Psalm 2: Translation and Notes

Psalm 2
Listen from:
1 Why have the Gentiles raged, and do the nations meditate a vain thing?
2 The kings of the earth set themselves, and the princes have consulted together, against Jehovah and against his anointed:
3 “Let us break their bands, and cast away their cords from us.”
4 He who sitteth in the heavens laugheth: the Lord derideth them.
5 Then he speaketh unto them in his anger, and in his wrath he confoundeth them:
6 “Yet have I anointed my king upon Zion the mountain of my holiness.”
7 “Let me declare the decree; Jehovah said unto me, ‘Thou art my Son; this day have I begotten thee.
8 Ask of me, and I will give the Gentiles [for] thine inheritance, and the ends of the earth [for] thy possession.
9 Thou shalt break them with a rod of iron; as a potter’s vessel shalt thou dash them in pieces.’”
10 And now, O ye kings, be wise; be admonished, ye judges of the earth;
11 Serve Jehovah with fear and rejoice with trembling;
12 Kiss the Son, lest he be angry and ye perish in the way when his anger consumeth but a little: blessed [are] all who trust in him.
Notes on Psalm 2
This again is prefatory like the first (to which its structure corresponds, only with double the length), and both not only to the first book (1-41) but to the entire collection. Here the Messiah is as evident and express, as His own are in the preceding psalm. The antagonistic nations and their kings are in full view, not the wicked as such, though wicked indeed those are.

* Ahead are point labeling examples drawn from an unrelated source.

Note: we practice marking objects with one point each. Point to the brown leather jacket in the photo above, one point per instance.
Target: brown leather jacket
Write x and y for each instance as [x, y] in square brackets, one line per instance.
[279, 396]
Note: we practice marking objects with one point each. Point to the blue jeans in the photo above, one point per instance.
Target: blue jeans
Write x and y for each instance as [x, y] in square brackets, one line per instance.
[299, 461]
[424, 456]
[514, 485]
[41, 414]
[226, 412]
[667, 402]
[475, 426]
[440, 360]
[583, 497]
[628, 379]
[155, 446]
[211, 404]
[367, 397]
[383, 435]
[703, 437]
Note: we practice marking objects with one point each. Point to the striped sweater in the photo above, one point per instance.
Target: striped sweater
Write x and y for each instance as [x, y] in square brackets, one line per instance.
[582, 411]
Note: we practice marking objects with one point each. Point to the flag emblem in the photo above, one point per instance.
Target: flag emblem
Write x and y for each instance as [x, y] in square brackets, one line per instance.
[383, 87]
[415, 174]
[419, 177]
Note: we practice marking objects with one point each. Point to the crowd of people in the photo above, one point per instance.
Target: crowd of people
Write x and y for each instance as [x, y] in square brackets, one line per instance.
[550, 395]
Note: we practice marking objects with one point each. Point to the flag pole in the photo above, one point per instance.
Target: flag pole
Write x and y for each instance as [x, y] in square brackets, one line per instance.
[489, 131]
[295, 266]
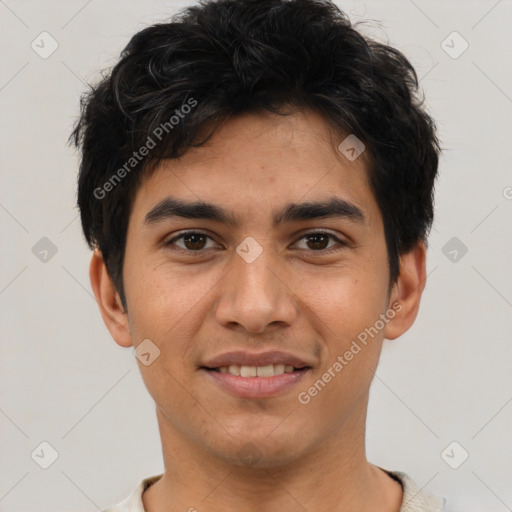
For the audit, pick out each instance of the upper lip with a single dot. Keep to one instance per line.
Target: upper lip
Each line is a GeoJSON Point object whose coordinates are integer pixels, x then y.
{"type": "Point", "coordinates": [255, 359]}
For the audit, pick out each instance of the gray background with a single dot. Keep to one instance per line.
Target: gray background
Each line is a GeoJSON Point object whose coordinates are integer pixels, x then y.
{"type": "Point", "coordinates": [64, 381]}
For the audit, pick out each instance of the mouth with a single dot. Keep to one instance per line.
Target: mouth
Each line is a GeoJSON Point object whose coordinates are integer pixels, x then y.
{"type": "Point", "coordinates": [256, 382]}
{"type": "Point", "coordinates": [269, 370]}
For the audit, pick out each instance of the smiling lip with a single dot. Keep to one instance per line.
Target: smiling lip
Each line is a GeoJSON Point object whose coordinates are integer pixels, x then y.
{"type": "Point", "coordinates": [243, 358]}
{"type": "Point", "coordinates": [255, 387]}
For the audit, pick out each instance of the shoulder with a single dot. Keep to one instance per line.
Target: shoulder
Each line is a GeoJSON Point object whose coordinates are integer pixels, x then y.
{"type": "Point", "coordinates": [416, 499]}
{"type": "Point", "coordinates": [133, 503]}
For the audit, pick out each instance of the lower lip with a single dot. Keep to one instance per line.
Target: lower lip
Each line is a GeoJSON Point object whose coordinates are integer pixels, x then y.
{"type": "Point", "coordinates": [256, 387]}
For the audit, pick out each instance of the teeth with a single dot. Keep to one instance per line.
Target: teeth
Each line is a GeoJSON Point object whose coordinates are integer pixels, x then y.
{"type": "Point", "coordinates": [256, 371]}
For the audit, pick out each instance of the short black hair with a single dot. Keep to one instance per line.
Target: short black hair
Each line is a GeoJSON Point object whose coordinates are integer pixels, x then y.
{"type": "Point", "coordinates": [176, 82]}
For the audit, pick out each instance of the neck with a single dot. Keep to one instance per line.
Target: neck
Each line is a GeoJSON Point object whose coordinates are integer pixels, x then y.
{"type": "Point", "coordinates": [334, 476]}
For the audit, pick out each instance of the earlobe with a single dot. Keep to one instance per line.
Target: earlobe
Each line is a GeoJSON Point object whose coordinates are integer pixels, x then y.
{"type": "Point", "coordinates": [406, 294]}
{"type": "Point", "coordinates": [109, 302]}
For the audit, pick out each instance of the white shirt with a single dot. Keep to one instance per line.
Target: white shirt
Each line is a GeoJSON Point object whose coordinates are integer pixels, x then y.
{"type": "Point", "coordinates": [414, 498]}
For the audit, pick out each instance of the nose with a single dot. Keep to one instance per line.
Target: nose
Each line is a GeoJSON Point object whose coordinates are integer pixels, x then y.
{"type": "Point", "coordinates": [256, 294]}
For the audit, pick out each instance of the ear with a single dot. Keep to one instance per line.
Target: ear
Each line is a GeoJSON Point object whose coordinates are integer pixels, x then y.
{"type": "Point", "coordinates": [406, 293]}
{"type": "Point", "coordinates": [109, 302]}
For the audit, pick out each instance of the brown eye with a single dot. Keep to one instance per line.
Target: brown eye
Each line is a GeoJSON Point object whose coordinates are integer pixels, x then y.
{"type": "Point", "coordinates": [193, 241]}
{"type": "Point", "coordinates": [318, 241]}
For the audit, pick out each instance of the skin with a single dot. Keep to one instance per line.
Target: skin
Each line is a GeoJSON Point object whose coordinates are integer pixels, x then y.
{"type": "Point", "coordinates": [292, 297]}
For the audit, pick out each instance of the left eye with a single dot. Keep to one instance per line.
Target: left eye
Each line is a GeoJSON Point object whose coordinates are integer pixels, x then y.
{"type": "Point", "coordinates": [195, 241]}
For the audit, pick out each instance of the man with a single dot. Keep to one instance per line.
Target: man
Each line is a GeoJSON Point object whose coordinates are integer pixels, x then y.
{"type": "Point", "coordinates": [257, 183]}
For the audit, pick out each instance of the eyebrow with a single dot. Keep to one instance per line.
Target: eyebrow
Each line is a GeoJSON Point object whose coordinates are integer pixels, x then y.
{"type": "Point", "coordinates": [333, 207]}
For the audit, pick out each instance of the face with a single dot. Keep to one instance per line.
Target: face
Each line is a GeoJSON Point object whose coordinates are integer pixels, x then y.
{"type": "Point", "coordinates": [290, 285]}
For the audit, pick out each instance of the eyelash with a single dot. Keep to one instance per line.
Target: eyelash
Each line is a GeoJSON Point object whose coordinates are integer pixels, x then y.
{"type": "Point", "coordinates": [321, 251]}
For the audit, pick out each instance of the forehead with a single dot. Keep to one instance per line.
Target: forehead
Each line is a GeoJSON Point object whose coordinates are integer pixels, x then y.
{"type": "Point", "coordinates": [255, 164]}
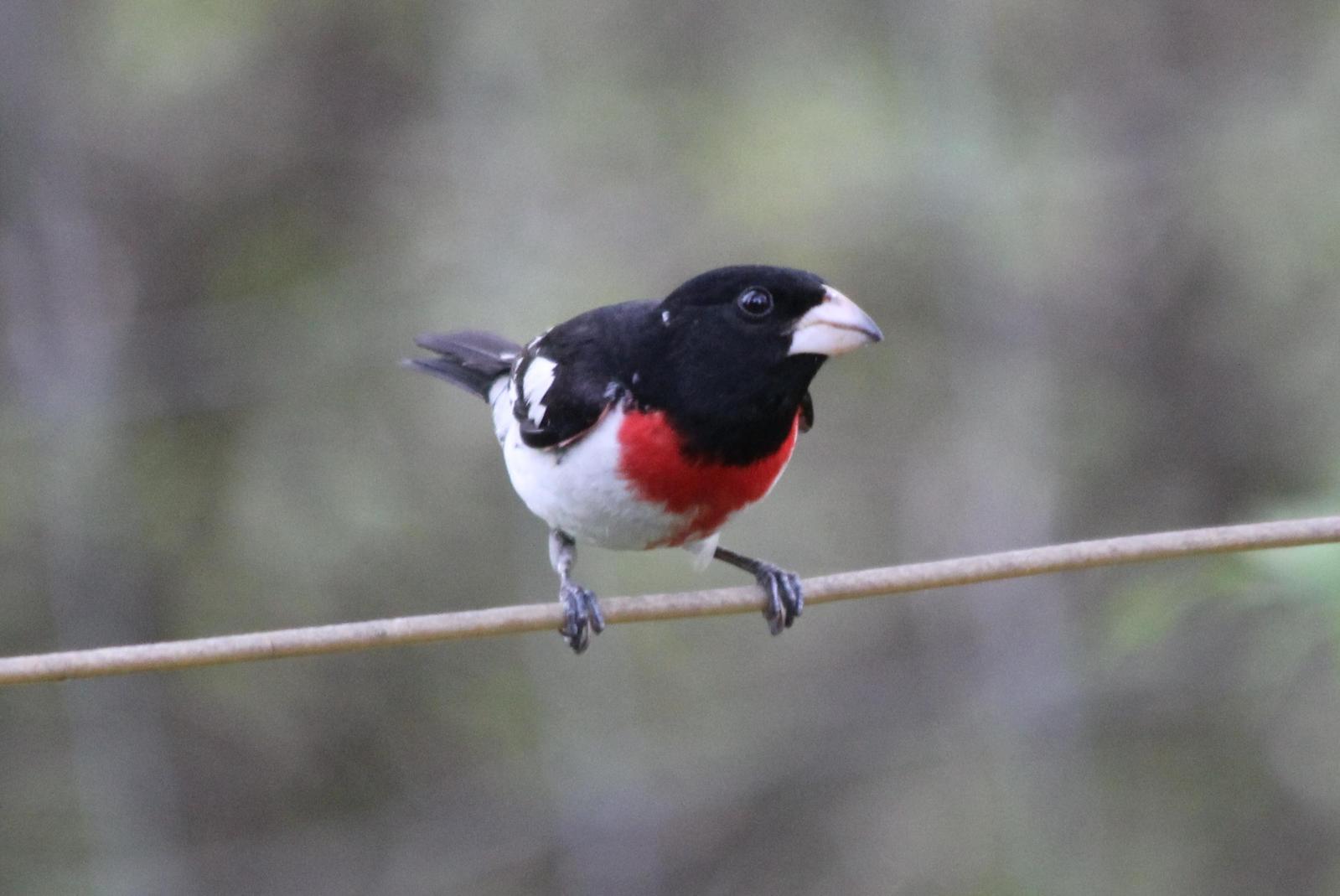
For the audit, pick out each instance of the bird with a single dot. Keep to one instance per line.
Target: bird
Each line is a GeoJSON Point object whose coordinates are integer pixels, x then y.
{"type": "Point", "coordinates": [650, 423]}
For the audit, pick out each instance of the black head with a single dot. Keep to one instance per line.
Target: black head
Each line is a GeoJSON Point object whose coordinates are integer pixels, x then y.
{"type": "Point", "coordinates": [738, 346]}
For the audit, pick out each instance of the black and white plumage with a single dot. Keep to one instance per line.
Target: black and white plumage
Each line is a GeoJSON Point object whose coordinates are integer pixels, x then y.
{"type": "Point", "coordinates": [650, 423]}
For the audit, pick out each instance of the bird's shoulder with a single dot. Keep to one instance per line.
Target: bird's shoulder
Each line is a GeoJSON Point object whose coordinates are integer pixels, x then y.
{"type": "Point", "coordinates": [568, 376]}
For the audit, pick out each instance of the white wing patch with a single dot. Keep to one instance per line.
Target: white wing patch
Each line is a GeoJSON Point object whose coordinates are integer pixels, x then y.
{"type": "Point", "coordinates": [539, 378]}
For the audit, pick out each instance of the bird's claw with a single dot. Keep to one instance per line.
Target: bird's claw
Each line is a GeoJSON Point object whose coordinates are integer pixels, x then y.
{"type": "Point", "coordinates": [785, 599]}
{"type": "Point", "coordinates": [582, 616]}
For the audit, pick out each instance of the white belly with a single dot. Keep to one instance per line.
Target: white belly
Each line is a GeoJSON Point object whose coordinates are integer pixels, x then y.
{"type": "Point", "coordinates": [581, 489]}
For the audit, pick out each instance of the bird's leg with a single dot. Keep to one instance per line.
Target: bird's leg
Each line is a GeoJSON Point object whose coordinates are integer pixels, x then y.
{"type": "Point", "coordinates": [582, 611]}
{"type": "Point", "coordinates": [783, 588]}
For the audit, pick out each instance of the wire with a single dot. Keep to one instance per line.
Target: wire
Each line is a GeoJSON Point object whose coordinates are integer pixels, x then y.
{"type": "Point", "coordinates": [504, 620]}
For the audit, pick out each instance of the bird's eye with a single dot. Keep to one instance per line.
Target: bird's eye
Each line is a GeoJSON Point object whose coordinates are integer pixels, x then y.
{"type": "Point", "coordinates": [755, 302]}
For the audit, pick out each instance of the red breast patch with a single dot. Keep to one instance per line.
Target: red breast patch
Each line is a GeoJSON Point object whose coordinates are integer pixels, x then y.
{"type": "Point", "coordinates": [651, 459]}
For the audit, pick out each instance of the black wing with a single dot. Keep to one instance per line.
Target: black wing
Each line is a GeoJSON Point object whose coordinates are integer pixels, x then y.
{"type": "Point", "coordinates": [568, 378]}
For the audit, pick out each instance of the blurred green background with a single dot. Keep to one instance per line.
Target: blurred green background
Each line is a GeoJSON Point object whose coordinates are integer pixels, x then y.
{"type": "Point", "coordinates": [1103, 239]}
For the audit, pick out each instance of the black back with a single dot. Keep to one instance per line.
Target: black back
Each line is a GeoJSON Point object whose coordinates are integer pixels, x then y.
{"type": "Point", "coordinates": [724, 378]}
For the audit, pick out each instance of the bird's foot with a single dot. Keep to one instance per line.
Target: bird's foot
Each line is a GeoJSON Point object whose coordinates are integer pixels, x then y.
{"type": "Point", "coordinates": [582, 616]}
{"type": "Point", "coordinates": [785, 599]}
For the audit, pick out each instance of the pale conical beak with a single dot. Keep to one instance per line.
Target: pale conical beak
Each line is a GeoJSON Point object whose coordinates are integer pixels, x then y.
{"type": "Point", "coordinates": [832, 327]}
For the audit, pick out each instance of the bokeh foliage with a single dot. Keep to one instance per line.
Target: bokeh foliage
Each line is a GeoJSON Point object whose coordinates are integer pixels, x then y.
{"type": "Point", "coordinates": [1102, 237]}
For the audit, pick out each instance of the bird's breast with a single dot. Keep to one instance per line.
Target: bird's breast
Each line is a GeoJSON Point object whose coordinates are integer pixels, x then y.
{"type": "Point", "coordinates": [702, 493]}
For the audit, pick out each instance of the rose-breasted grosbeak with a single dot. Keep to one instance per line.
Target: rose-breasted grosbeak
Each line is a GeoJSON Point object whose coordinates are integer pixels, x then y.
{"type": "Point", "coordinates": [649, 423]}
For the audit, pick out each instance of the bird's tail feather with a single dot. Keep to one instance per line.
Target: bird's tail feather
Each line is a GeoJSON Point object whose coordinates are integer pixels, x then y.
{"type": "Point", "coordinates": [469, 360]}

Such is the first stanza of three verses in which the godless revolt against Jehovah and His Christ is set before us, with no less amazement than indignation. In Acts 4 it is applied to the rebellious union of Romans and Jews, of Pilate and Herod, against the Lord.
But Jehovah’s counsel stands and He answers the fool according to his folly, with a strikingly parallel reference to the rebellious agitation of the Gentiles and their rulers (vers. 4-6). Those doings and sayings in each case are an exact counterpart.
The constituted earthly royalty of Messiah in Zion opens the way to the next strophe (vers. 7-10). It is the Son of God born in time, the Messiah; neither eternal Sonship as in John’s Gospel and elsewhere, nor resurrection as in Paul’s Epistles. Sonship on earth and in time suits the kingdom here announced. But that kingdom, though with Zion its center, embraces the uttermost parts of the earth, and so the nations or Gentiles. It is the Messiah of Whom Solomon was but a type like David. But here the Christ only is described throughout. It is exclusively future. He has not yet asked the earth, but is now occupied with relations above it, of heaven and for eternity. Soon He will come in His Kingdom, and receive the world at His request, when He will rule with the rod of iron (how different from the gospel!) and shiver men as a potter’s vessel. What can be more contrasted with beseeching men, and with building up His body, the church?
Here too kings and judges are before us, for it is strictly a Messianic psalm. But it is the Son about to execute vengeance on a haughty and hostile world. Yet is He a blessing beyond every other, the only blessed object of trust for any or all: the secret spring, at the end of Psalm 2, of the blessings for the righteous proclaimed at the beginning of Psalm 50. These are unquestionably a pair, and in the only place suitable, were we to search for a preface in all the hundred and fifty.
Having Christ clearly brought in as the hope of Israel, as well as distinct from the mass, the happy or blessed man, just and one of those justified by faith in Him, we have next a series (from Psalm 3) which concludes with the Lord Jesus, not merely Son of God born here below and King on Zion, but Son of Man, and so humbled but so too exalted on high over all things (Ps. 8).
Here the Spirit of Christ expresses the feelings He inspires in the righteous remnant as experiencing rejection like that which was His portion in an infinitely greater degree. Circumstances are sad in the extreme; for these bitter but blessed lessons are learnt among God’s people when alas! alienated and hostile. Christ entered into it as none ever did; but His Spirit it is that works in the godly, directs their hearts, and expresses aright what ought to flow from them in the same path.